Nintendo is slowly getting better at giving their fans what they want, as evidenced by their official reveal of Star Fox Zero just a few days ago. Fans have been begging for years for a proper sequel to the series, one that doesn’t feature dinosaurs and bo staffs and that isn’t just a remake of the N64 classic. So to start things off properly: thank you, Nintendo. It’s been too long.
Finally getting my hands on Star Fox Zero was a dream come true, but the nostalgia may have blinded me just a bit more than I initially realized. The demo I was given jumped right into Corneria, reintroducing an old favorite in brand new HD paint.
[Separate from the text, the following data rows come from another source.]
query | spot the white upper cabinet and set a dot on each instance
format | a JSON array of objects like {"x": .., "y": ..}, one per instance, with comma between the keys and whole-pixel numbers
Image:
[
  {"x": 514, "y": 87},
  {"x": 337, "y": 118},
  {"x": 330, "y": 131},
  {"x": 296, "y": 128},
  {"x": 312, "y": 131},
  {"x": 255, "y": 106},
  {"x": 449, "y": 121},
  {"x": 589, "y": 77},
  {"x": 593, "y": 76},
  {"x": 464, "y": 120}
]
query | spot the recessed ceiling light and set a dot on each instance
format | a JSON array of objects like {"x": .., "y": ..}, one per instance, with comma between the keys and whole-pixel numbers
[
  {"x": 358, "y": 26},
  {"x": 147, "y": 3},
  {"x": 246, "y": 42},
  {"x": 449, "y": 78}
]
While the controls seemed simple at first, it quickly became apparent that hairier moments weren’t quite so easy to escape unscathed.
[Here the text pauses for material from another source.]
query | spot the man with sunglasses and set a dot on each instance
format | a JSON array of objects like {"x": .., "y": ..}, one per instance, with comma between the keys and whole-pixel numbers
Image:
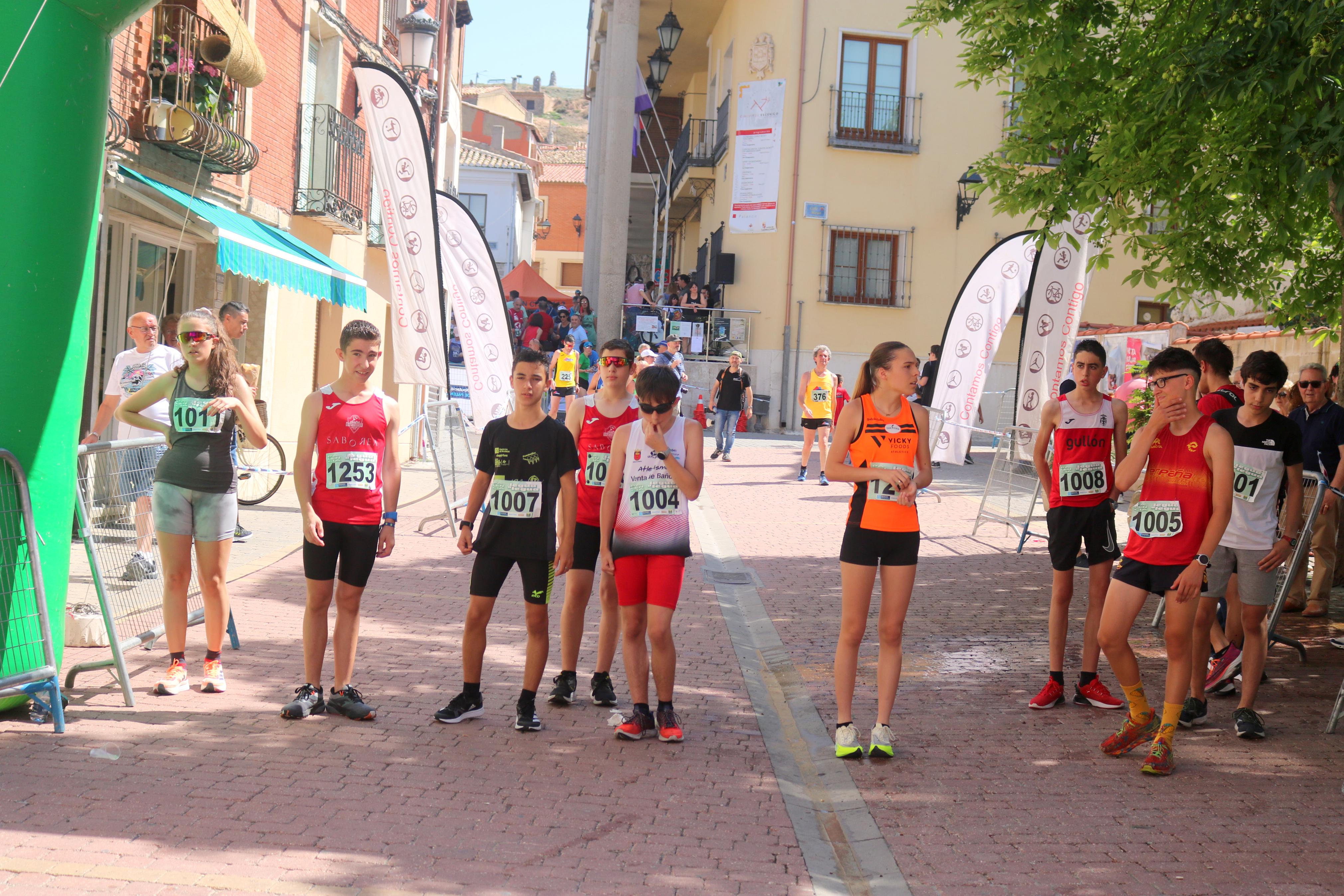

The worst offender was the aiming reticule, which constantly needed re-calibrated and could never stay on the screen for long stretches of combat. You could look down at the screen on the controller and get a cockpit view of the battle for more precise aiming, but you lose a big chunk of the screen when you do so, making you more susceptible to bumping into the environment or unseen enemies.
Ground-based mechs are available from the beginning as well, and fiddling with the buttons early on had me stuck marching on the ground headlong into a group of baddies. I’ll chalk that one up to a beginner’s mistake, but if there’s one lesson to learn from my experience, it’s that you should always play the tutorial first.
Eventually I picked up the nuances of the new control scheme, and Star Fox Zero was an absolute blast from the past. Watching Fox’s Arwing gracefully cut through the sky brought back some great childhood memories, and constantly getting those bogies off of Slippy’s useless tail felt great. However, the second half of the demo, which opened up into a free rang dogfight, was a bit more of a pain to figure out.
Once again, the controls grew frustrating, especially when trying to circle an object while making precise shots. The undisciplined aiming reticle caused more than a few issues once again, as did the imprecise controls for pulling a 180 maneuver.
The free-for-all eventually turned into a short boss battle that ended with a short segment in the ground mech. Surprisingly, that version of the Arwing handled pretty well, utilizing gyroscopic aiming rather than using the sticks. The aiming was quite precise and a blast to use, redeeming the demo and leaving me with an overall positive impression.
Despite all of my control issues, I still had a great time with Star Fox Zero. It’s hard not to be excited about a title I’ve waited so long for, but it was still worrying to see that the controls still needed a bit of polish before launch. However, with just a few tweaks, this could be the next entry in the series we’ve all been waiting.
Of course, this could also be chalked up to me not playing the tutorial, but based on the reticles tendency to disappear every minute or so, I’m not entirely sure. Either way, be ready for quite the trip down memory lane once Star Fox Zero hits shelves sometime in Q4 this year!